Pour peindre si bien l’amitié, Chamfort n’a fait qu’écouter son cœur : autant il était peu occupé de cette tourbe indifférente qui circule, sous le nom d’amis, autour d’un homme de quelque réputation dans le monde ; autant il était affectueux, confiant, officieux pour ses véritables amis. Il en eut un à qui l’on put donner ce titre dans une classe où les amis, rares dans toutes les classes, l’étaient encore beaucoup plus, & pouvaient passer pour des phénomènes.

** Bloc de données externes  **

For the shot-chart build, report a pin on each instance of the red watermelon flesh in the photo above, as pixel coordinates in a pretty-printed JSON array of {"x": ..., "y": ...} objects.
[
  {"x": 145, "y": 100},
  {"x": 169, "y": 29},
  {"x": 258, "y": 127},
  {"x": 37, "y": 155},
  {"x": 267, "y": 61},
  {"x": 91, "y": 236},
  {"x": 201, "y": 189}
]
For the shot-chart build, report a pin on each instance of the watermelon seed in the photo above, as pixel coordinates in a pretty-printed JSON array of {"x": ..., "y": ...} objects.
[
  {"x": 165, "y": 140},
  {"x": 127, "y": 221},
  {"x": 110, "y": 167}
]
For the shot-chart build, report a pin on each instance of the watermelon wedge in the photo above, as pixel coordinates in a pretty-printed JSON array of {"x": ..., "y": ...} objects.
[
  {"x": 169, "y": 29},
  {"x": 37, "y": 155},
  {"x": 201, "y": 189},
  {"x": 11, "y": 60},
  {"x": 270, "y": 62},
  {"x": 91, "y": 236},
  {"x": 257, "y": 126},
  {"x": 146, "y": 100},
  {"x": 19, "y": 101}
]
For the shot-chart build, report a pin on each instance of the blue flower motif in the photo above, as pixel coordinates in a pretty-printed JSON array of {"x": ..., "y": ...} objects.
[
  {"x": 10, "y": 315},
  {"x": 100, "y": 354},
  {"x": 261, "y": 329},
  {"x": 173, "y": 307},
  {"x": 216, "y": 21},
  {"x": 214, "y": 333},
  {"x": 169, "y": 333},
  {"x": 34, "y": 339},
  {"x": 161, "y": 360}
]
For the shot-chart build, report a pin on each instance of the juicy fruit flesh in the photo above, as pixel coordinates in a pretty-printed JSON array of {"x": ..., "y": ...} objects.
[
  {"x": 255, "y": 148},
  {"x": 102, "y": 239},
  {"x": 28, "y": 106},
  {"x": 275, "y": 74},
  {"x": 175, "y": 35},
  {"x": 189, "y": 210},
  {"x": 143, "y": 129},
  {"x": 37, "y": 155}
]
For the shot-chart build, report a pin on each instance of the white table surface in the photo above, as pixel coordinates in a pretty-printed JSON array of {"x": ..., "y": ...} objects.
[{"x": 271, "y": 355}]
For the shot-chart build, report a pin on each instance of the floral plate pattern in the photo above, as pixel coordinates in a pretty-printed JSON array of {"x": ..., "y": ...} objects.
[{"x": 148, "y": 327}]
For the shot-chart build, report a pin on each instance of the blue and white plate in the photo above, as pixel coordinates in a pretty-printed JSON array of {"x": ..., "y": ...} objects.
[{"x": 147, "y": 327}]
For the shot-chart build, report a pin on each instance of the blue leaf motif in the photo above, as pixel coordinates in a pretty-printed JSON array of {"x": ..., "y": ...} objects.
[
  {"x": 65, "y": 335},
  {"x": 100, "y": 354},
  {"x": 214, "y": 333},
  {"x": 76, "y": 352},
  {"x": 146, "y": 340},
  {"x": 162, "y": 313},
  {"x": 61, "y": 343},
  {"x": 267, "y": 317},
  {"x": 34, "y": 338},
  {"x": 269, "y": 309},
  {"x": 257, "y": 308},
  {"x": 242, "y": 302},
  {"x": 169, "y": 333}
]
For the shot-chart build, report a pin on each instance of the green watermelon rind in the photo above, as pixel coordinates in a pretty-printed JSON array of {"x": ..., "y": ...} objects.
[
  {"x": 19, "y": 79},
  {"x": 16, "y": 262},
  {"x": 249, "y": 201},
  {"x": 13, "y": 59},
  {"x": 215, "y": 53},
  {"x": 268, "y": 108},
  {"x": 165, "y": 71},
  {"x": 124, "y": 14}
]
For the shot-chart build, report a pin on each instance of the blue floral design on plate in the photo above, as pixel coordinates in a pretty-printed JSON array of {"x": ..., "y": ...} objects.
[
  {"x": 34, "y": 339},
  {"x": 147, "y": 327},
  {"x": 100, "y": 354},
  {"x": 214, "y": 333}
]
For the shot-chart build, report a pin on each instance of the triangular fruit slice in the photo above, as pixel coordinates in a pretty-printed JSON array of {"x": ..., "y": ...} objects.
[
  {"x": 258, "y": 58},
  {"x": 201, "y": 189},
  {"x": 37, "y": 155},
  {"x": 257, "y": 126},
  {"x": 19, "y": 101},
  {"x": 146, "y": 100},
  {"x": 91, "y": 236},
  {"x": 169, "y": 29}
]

Le comte de Vaudreuil, l’un des hommes les plus aimables de la Cour & qui y était alors dans une haute faveur, le recherchait & l’aimait depuis long-tems : il se fit voir à lui sous des aspects si estimables, & l’entoura de si douces séductions, qu’après une assez longue résistance il lui fit accepter enfin un appartement dans son hôtel.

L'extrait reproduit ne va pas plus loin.